Publié le 06/01/2025
Mystérieux, hostiles, fascinants, les fonds marins demeurent méconnus mais suscitent l’intérêt des grandes puissances, devenant le théâtre d’une nouvelle compétition internationale. Depuis 2022, les missions Calliope participent à la montée en puissance des capacités de la Marine française en matière de maîtrise et d’intervention dans les fonds marins.

Au-delà de 1 000 mètres de profondeur, la lumière ne passe plus : il fait nuit noire. À la surface, le temps est clair et l’équipage du bâtiment de soutien et d’assistance affrété (BSAA) Jason procède aux dernières vérifications avant la plongée du ROV (remotely operated vehicle). La check-list avant la plongée permet de vérifier l’intégralité du système (centrale hydraulique, ROV, TMS 1, commande de contrôle, outils de positionnement et calibrage…), rien n’est laissé au hasard, la préparation de la plongée dure entre une à deux heures jusqu’à la mise à l’eau du robot. Plusieurs tonnes se balancent au bout du câble appelé électroporteur : l’opération est délicate. La TMS qui retient le ROV est bientôt submergée par les flots et s’enfonce lentement vers l’obscurité des abîmes. À bord du Jason, le pilote et le copilote suivent la progression sur leurs écrans.
Il s’agit de la deuxième mission Calliope mettant en œuvre ce type de ROV cette année. L’objectif est triple, en plus de l’intérêt opérationnel : poursuivre l’évolution du système, développer les compétences des équipages de la Marine et capitaliser sur les retours d’expérience de la mise en œuvre du ROV de TVO 2. Quarante mètres avant de toucher le fond, le pilote libère le ROV de sa TMS. Retenu par une « laisse » appelée Tether 3, le robot sous-marin continue son évolution vers une épave, posée sur le sable. Il inspecte la carcasse rouillée d’un pétrolier datant de 1969. « L’approche d’une épave est particulière parce que le ROV est filoguidé, et requiert donc une grande dextérité des pilotes. Si vous bloquez la laisse du véhicule, vous bloquez le robot à 2 000 mètres de profondeur et là, personne ne pourra l’y récupérer rapidement », explique l’enseigne de vaisseau (EV1) Romain, chef de détachement de la partie ROV au groupe d’intervention sous la mer (GISMER). Il poursuit : « La procédure d’urgence si on est pris sur une épave et qu’on ne peut pas se désengager, c’est d’occasionner une rupture de l’ombilical et laisser le ROV sur le fond pour libérer le bâtiment porteur qui se maintient en positionnement dynamique au-dessus de la cible à investiguer. Cela impliquera d’engager ultérieurement un autre moyen capable d’opérer à cette profondeur pour récupérer le ROV. »
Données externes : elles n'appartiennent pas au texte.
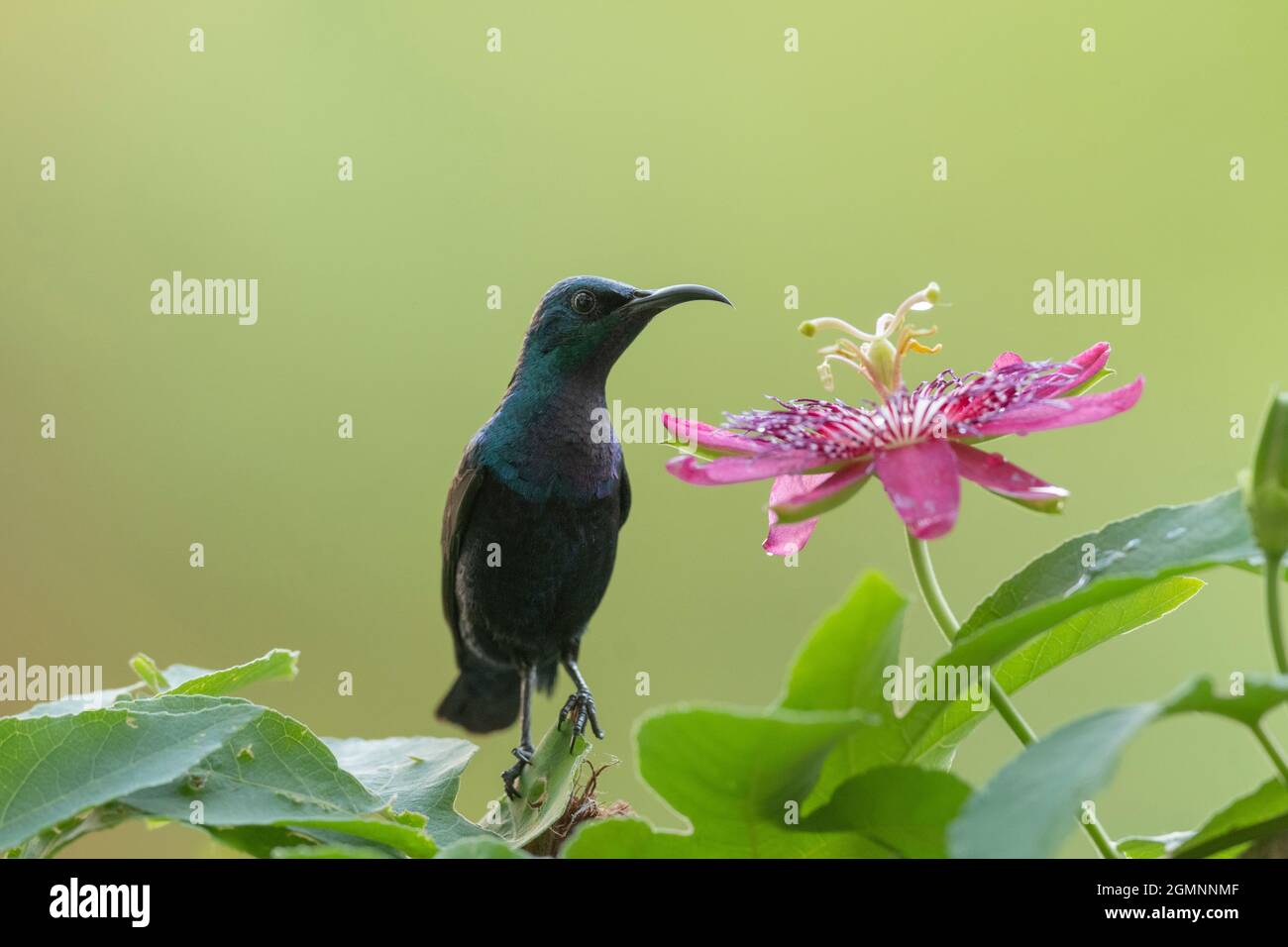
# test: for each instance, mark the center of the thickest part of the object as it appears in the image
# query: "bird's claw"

À 3 000 mètres de profondeur, la pression est 300 fois supérieure à celle de la surface, rendant l’exploration sous-marine difficile. « Seulement 2 à 3 % des fonds marins sont cartographiés au mètre près, on connaît mieux l’environnement spatial que la mer », rappelle l’EV1 Romain. « C’est par la mer que le globe a pour ainsi dire commencé, et qui sait s’il ne finira pas par elle ! », proclamait le capitaine Nemo, dans l’oeuvre de Jules Verne. 154 années se sont écoulées depuis la publication de Vingt Mille Lieues sous les mers et le développement technologique a permis de surpasser certaines difficultés de cet environnement où les enjeux scientifiques, économiques et politiques sont nombreux. Les missions Calliope permettent la montée en puissance des capacités mises en oeuvre par la Marine en matière de maîtrise et d’intervention dans les fonds marins dont l’importance stratégique ne cesse de croître.